Whilst FAIR claims to be repeatable, and defensible, and asserts that the use of Monte Carlo gives it credibility it does exactly the opposite and undermines it’s claims at a fundamental level.

Threat Community (TCom)

Risk with RPG elements? I couldn’t let this slip without comment, it’s like top trumps . . . for c . . s

Ethical Issues

There are many ethical problems with deploying this kind of methodology within an organisation. We hold the highest virtue to be truth. This model does nothing to talk to truth or represent the real world. It is perception, opinion, and inuendo presented as fact. It claims a level of fidelity within the analysis that is absent and draws from reflected credibility from established disciplines.

This model relies on loss aversion bias to inform decisions about spending in a way that is disconnected from the organisational objectives. Using mechanisms such as loss aversion bias constitutes leveraging fear. You can make an argument that utilisation of these methods decreases the security of an organisation as the perception is one mired by catastrophic prophecy. If the organisation proceeds to operate with a backdrop of perceived instability, then the perception may become reality and adversely impact how business in conducted.

As previously mentioned, this type of model assumes IT centricity as it doesn’t talk to the organisational need rather the need of the supporting functions. There becomes an assumed parity that IT cost has equivalence to business cost which can’t be taken for granted. It becomes particularly problematic to present speculative information based on poor data and methodology and stack it up against more considered planned business spending.

Conclusion

At this point it should be clear that the outputs of the model have nothing to say about protecting an organisation as the basis of the projection is technically flawed as I have outlined.
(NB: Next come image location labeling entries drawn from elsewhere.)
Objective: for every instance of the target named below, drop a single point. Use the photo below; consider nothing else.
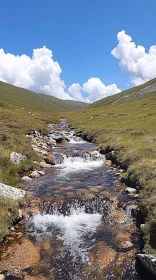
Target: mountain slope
(126, 123)
(127, 95)
(30, 100)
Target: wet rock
(126, 244)
(26, 179)
(42, 173)
(16, 158)
(110, 156)
(57, 138)
(130, 190)
(20, 213)
(19, 235)
(44, 164)
(22, 255)
(96, 189)
(108, 163)
(49, 159)
(35, 174)
(11, 192)
(148, 261)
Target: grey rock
(11, 192)
(26, 179)
(41, 172)
(148, 261)
(130, 190)
(16, 158)
(126, 244)
(44, 164)
(34, 174)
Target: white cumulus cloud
(39, 73)
(94, 90)
(42, 74)
(134, 59)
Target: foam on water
(71, 229)
(76, 140)
(73, 164)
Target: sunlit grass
(130, 129)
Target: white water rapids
(71, 229)
(77, 163)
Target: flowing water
(80, 230)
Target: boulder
(57, 138)
(34, 174)
(126, 244)
(49, 159)
(148, 261)
(41, 172)
(108, 163)
(26, 179)
(16, 158)
(130, 190)
(44, 164)
(11, 192)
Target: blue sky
(81, 35)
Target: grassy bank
(128, 127)
(21, 112)
(15, 123)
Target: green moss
(8, 213)
(128, 127)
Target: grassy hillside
(22, 111)
(32, 101)
(126, 122)
(127, 95)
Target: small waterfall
(74, 222)
(80, 161)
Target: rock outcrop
(16, 158)
(149, 262)
(11, 192)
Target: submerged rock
(148, 261)
(35, 174)
(26, 179)
(130, 190)
(16, 158)
(11, 192)
(44, 164)
(49, 159)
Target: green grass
(8, 214)
(31, 101)
(129, 128)
(23, 111)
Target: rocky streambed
(78, 222)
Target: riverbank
(78, 179)
(129, 130)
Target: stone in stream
(44, 164)
(34, 174)
(11, 192)
(26, 179)
(126, 244)
(148, 261)
(49, 159)
(42, 173)
(130, 190)
(16, 158)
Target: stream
(80, 231)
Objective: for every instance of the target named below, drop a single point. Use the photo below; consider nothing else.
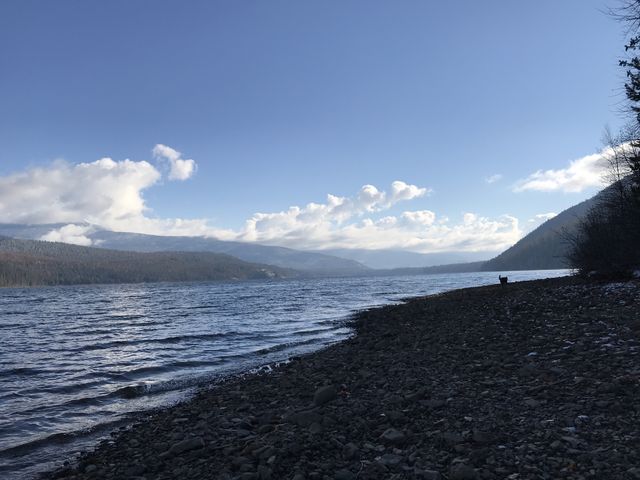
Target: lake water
(77, 362)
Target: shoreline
(471, 383)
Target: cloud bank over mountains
(585, 172)
(109, 194)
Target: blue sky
(280, 103)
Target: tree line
(32, 263)
(607, 241)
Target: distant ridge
(312, 263)
(546, 247)
(33, 262)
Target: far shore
(529, 380)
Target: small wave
(304, 333)
(59, 438)
(285, 346)
(21, 371)
(174, 339)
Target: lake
(77, 362)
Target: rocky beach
(531, 380)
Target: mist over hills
(33, 262)
(309, 262)
(133, 257)
(394, 259)
(545, 247)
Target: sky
(427, 126)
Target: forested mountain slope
(31, 262)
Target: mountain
(33, 262)
(545, 247)
(308, 262)
(399, 259)
(467, 267)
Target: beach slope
(531, 380)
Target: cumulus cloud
(543, 217)
(75, 234)
(110, 194)
(585, 172)
(106, 192)
(179, 168)
(344, 222)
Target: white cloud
(332, 225)
(106, 193)
(75, 234)
(180, 169)
(543, 217)
(585, 172)
(110, 194)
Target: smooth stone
(460, 471)
(186, 445)
(325, 395)
(344, 475)
(393, 436)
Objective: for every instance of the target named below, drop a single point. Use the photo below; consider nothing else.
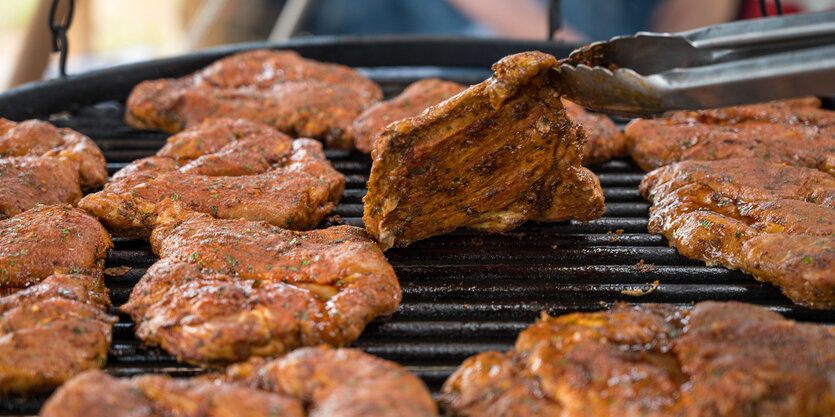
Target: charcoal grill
(464, 292)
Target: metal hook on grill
(554, 17)
(777, 4)
(59, 34)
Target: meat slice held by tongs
(715, 66)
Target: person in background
(213, 22)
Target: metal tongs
(716, 66)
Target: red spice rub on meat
(496, 155)
(226, 290)
(298, 96)
(771, 220)
(416, 98)
(716, 360)
(227, 168)
(308, 382)
(794, 132)
(53, 330)
(41, 164)
(47, 240)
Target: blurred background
(109, 32)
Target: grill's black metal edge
(40, 99)
(455, 304)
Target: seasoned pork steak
(716, 360)
(314, 382)
(771, 220)
(226, 290)
(52, 331)
(498, 154)
(227, 168)
(298, 96)
(794, 132)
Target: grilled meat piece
(716, 360)
(52, 331)
(416, 98)
(229, 169)
(297, 96)
(795, 132)
(603, 139)
(225, 290)
(50, 240)
(498, 154)
(42, 139)
(28, 181)
(41, 164)
(771, 220)
(308, 382)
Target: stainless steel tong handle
(718, 66)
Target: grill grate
(464, 292)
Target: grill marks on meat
(41, 164)
(771, 220)
(603, 139)
(308, 382)
(52, 331)
(48, 240)
(227, 168)
(414, 99)
(225, 290)
(498, 154)
(298, 96)
(794, 132)
(719, 359)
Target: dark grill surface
(465, 292)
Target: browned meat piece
(416, 98)
(28, 181)
(771, 220)
(796, 133)
(716, 360)
(96, 394)
(42, 139)
(297, 96)
(498, 154)
(50, 240)
(603, 139)
(805, 111)
(308, 382)
(225, 290)
(228, 168)
(52, 331)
This means the output has little utility in determining how a protection approach should be defined outside of relative comparisons, it has nothing to say about how to respond to harm when it occurs. But the problem is more pernicious than that, it fails to understand what the priorities of the business are, have you ever seen those included in a model?

These models require a significant investment in time to implement, this is time that could be spent doing actual work. The claim that this data informs better decision making does not stand up to scrutiny in my . . . err, 'estimation'.
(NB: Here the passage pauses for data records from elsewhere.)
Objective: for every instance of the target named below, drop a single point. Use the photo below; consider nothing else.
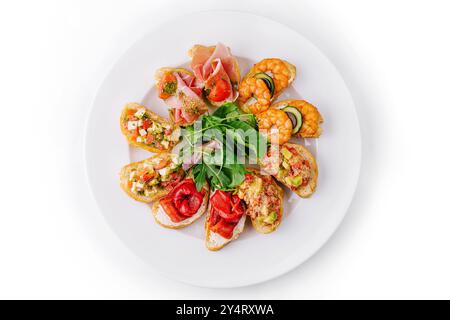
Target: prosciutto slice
(213, 63)
(187, 103)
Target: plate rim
(281, 270)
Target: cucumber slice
(295, 116)
(268, 81)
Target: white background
(395, 240)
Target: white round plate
(307, 223)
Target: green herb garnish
(235, 140)
(170, 87)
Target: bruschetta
(225, 220)
(151, 179)
(182, 206)
(305, 117)
(264, 201)
(147, 130)
(179, 89)
(218, 71)
(294, 166)
(265, 81)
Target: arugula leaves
(230, 139)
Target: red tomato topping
(183, 201)
(220, 91)
(226, 211)
(170, 209)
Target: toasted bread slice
(164, 220)
(255, 192)
(215, 241)
(312, 173)
(311, 117)
(134, 107)
(126, 176)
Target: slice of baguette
(309, 114)
(262, 227)
(153, 117)
(215, 241)
(292, 74)
(309, 189)
(124, 176)
(164, 220)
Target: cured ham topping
(216, 68)
(182, 93)
(226, 210)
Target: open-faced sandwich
(152, 178)
(263, 83)
(225, 220)
(264, 200)
(180, 91)
(305, 117)
(182, 206)
(218, 72)
(294, 166)
(147, 130)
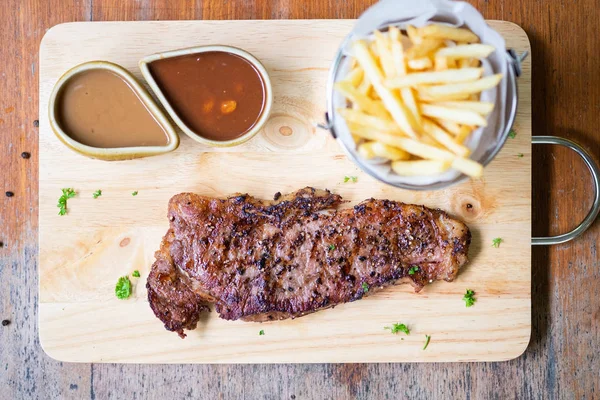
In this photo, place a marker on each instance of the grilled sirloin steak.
(260, 260)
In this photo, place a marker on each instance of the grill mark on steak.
(266, 260)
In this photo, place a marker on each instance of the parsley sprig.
(469, 298)
(398, 328)
(123, 288)
(68, 193)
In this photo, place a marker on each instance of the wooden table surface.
(562, 360)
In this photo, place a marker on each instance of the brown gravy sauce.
(99, 108)
(218, 95)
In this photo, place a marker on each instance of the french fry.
(385, 55)
(355, 76)
(444, 138)
(365, 150)
(374, 149)
(449, 126)
(413, 35)
(454, 89)
(399, 69)
(373, 49)
(440, 63)
(420, 167)
(389, 152)
(391, 101)
(465, 132)
(480, 107)
(365, 86)
(417, 106)
(447, 33)
(436, 77)
(420, 64)
(463, 62)
(363, 102)
(424, 97)
(460, 116)
(428, 152)
(397, 51)
(466, 51)
(360, 118)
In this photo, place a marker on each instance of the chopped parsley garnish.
(398, 328)
(468, 298)
(68, 193)
(123, 288)
(427, 339)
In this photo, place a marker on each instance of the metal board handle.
(589, 219)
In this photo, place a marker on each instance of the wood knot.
(468, 207)
(286, 130)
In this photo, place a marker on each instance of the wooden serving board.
(83, 253)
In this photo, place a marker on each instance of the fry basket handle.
(594, 171)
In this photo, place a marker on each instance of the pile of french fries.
(416, 105)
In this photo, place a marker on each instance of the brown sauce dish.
(218, 95)
(99, 110)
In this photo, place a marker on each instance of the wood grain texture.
(561, 361)
(83, 254)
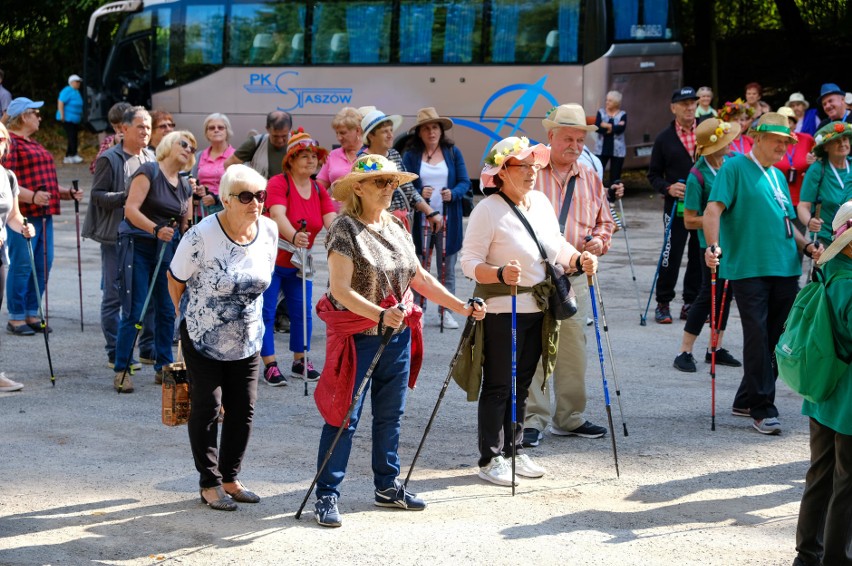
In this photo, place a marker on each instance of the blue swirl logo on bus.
(510, 124)
(295, 97)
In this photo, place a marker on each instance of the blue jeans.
(387, 396)
(286, 278)
(111, 307)
(21, 294)
(145, 254)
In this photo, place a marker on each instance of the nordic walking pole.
(361, 388)
(41, 310)
(643, 319)
(75, 189)
(514, 377)
(591, 283)
(303, 254)
(468, 328)
(713, 342)
(138, 325)
(630, 258)
(611, 357)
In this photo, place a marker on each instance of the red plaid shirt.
(687, 138)
(34, 167)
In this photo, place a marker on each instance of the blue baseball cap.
(830, 88)
(21, 105)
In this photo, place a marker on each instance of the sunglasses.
(382, 183)
(185, 144)
(246, 197)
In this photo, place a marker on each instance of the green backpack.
(806, 355)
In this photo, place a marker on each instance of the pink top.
(210, 171)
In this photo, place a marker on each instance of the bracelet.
(500, 274)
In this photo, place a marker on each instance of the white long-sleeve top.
(495, 235)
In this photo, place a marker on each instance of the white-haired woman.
(156, 212)
(210, 162)
(371, 265)
(223, 265)
(610, 148)
(499, 253)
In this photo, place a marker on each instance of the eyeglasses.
(246, 196)
(185, 144)
(382, 183)
(526, 166)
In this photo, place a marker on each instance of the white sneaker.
(498, 471)
(524, 466)
(449, 321)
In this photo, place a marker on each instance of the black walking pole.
(468, 328)
(603, 372)
(138, 325)
(643, 318)
(40, 310)
(79, 261)
(385, 339)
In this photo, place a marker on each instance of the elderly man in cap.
(749, 217)
(580, 203)
(671, 159)
(832, 99)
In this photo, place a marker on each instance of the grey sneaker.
(768, 425)
(685, 362)
(326, 513)
(398, 496)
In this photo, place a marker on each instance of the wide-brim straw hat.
(568, 116)
(797, 97)
(713, 134)
(367, 167)
(519, 148)
(375, 117)
(773, 123)
(830, 132)
(429, 115)
(300, 140)
(841, 227)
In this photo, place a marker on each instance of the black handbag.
(563, 300)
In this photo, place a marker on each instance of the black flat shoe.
(224, 503)
(243, 495)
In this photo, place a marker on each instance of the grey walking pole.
(468, 328)
(75, 189)
(591, 283)
(40, 309)
(138, 325)
(385, 339)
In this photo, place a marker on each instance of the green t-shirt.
(834, 412)
(821, 180)
(752, 231)
(695, 197)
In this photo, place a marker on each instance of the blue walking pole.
(603, 372)
(514, 377)
(643, 319)
(42, 322)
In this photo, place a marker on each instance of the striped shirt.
(589, 212)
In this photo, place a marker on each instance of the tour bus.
(494, 66)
A rebuttal of this argument will need to address the conceptual issues I have outlined with FAIR, the technical issues with FAIR, and the ethical issues with the application of FAIR. But these cannot be solved in its current conceptualisation. The apparent axioms on which it is predicated are incorrect. It is flawed at conception, flawed in execution, and misleading in practice.

But,

Does this do anything that protects the organisation?

No – the inverse is true, it distracts from activity that is protecting the organisation based on the capricious whims of whoever is doing the analysis.
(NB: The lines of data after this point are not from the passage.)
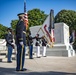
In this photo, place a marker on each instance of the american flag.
(25, 16)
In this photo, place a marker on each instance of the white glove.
(21, 43)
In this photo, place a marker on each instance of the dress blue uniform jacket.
(20, 36)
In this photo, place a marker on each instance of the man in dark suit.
(20, 42)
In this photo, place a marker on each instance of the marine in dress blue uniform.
(20, 42)
(37, 44)
(44, 43)
(30, 40)
(9, 44)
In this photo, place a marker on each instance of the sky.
(10, 8)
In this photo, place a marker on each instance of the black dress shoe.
(38, 57)
(9, 61)
(44, 56)
(31, 58)
(24, 69)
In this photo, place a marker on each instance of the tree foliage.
(36, 17)
(68, 17)
(3, 31)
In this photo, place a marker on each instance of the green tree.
(36, 17)
(3, 31)
(68, 17)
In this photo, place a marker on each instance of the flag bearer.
(20, 42)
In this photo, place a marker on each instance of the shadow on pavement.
(11, 71)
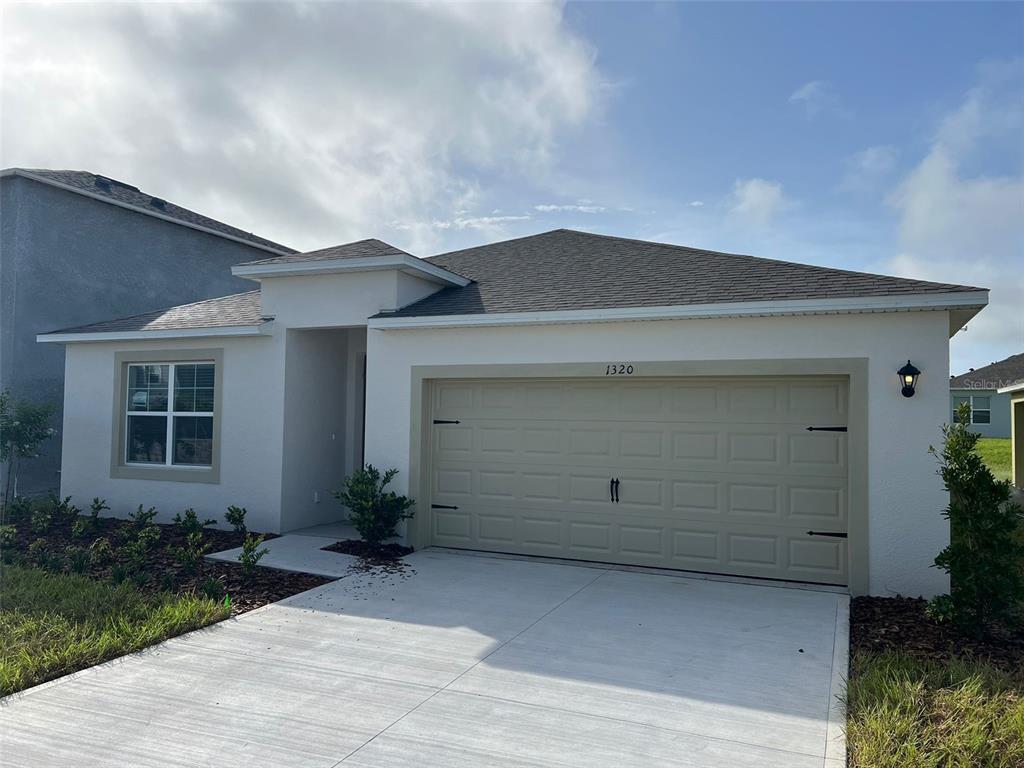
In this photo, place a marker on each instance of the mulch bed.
(163, 569)
(899, 624)
(385, 557)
Does this do anything to help respond to harm that has occurred?

No – it has nothing to say in this regard.

And to wrap up, let’s assess FAIR by its own standards. Seems fair, right?

Is it useful?

No – it is an incomplete model, with misapplied methodology.

Is it practical?

No – the asset-oriented approach assumes knowledge you likely don’t have, and time you probably don’t have either.

Are the results defensible?

No – the use of random number models and disregard of the pre-requisites of the Monte Carlo model means it’s unacceptable. Add to that the lack of retrospective validation and refinement of the model.

So, have fun running a FAIR practice, or as I will now be calling it, your probability density function.